Once he surrendered mentally, his body took over. Pushing himself up to his knees, he lunged at her, eyes on her mouth—so he didn’t notice her outstretched palm until it made contact with his chest, halting his progress.
“Ah, ah, ah. We’re not done negotiating.”
“Yes we are.” He closed his hand around her wrist and levered it down.
She scrambled to her feet. “Nope, there’s one more condition.”
“A moment ago you were trying to convince me we should do this. And now we’re talking conditions? What did I miss?”
She grinned. “I want to be in charge.”
What the hell? He cocked his head and issued a cool, “Excuse me?”
Her chin jutted out. “Exactly what I said. I want you to do what I say.” But then she lost her nerve and quickly added, “Not forever—or not for our three nights, I mean. Just right now.”
…
Cassie felt powerful. Foolish, but powerful. A pretty weird combination, but she was trying hard to hold on to the powerful part. It was just that now they had essentially decided to spend the next few days sleeping together, her mind had suddenly gone a little crazy with the possibilities. She wasn’t deluding herself. Jack Winter was going to be the best sex she would have in her life—it was never going to get any better. So for the short time he was hers, she wanted him every which way. And though she’d enjoyed last night more than…well, pretty much anything ever, being in this office had planted an idea in her mind. A brazen idea. One that already had her restless and bothered. She tried to explain. “Last night you were sort of…in charge.”
“I don’t remember you objecting.”
“Heck, no!” she exclaimed, a little louder than was probably dignified. “I just want my turn, is all. I want you to sit back and…let me have my way with you.” She grinned at the clichéd phrase, but it was the best she could do.

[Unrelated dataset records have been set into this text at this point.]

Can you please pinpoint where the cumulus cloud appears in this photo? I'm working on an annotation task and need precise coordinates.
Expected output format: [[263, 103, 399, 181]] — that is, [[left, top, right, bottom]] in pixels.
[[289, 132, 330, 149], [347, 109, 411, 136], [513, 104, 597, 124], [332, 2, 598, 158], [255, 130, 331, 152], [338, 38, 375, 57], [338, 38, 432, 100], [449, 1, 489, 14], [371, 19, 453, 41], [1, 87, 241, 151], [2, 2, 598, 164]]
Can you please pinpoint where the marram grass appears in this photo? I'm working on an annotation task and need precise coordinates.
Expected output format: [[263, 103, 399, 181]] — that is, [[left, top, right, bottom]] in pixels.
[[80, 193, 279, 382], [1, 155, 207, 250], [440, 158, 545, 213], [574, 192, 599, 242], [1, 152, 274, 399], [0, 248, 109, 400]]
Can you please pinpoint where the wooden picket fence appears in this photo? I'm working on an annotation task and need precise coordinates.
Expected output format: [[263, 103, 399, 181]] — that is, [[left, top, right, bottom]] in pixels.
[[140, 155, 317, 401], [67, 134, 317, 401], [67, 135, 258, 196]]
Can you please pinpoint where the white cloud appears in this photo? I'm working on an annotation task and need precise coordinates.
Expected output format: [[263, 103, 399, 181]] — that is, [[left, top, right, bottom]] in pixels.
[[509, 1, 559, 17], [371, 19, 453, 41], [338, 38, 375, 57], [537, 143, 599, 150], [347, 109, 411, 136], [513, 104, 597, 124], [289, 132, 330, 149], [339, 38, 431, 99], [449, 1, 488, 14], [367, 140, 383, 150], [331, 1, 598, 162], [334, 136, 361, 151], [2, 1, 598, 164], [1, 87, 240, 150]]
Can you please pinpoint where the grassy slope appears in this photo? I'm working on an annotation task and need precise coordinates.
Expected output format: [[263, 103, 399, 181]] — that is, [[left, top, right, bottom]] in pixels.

“And why would you think I would object?”
“Because you’re bossy.”
That earned her a wry smile. “I like to think of it more as being focused.”
“Whatever.”
He held up his hands in a caricature of surrender. “I don’t even know why we’re having this conversation. Because I’m not arguing. And yet we’re arguing. Only an idiot would take a pass on letting Cassie James have her way with him.”
“Oh.” She had girded herself to persuade him and was taken a little off guard by his easy capitulation.
“Let’s go get a cab.” He stood, his voice thick with desire.
“No!” she said, a little too loudly. “We stay here.”
He wasn’t going to like that. Even though Jack Winter was sex personified, she got the feeling he didn’t like the idea of doing it in his office. It would remind him of how much he was breaching his stand against mixing business and pleasure. Still, he didn’t say anything, just narrowed his eyebrows in a slightly annoyed way.
“Sit,” she said, pointing to the sofa.
When he didn’t move immediately, she placed her palm on his chest and gave him a gentle push. He walked backward toward the sofa until his calves brushed against it. Scowling, he sat.
She moved around the room, switching off most but not all of the lamps and enjoying him watching her. He was dying of curiosity, she could tell, but he wasn’t going to say anything. When the room was suitably dim, she took a stroll around its perimeter, letting her hand glide along the cold glass of the window walls. In truth, she was screwing up her courage.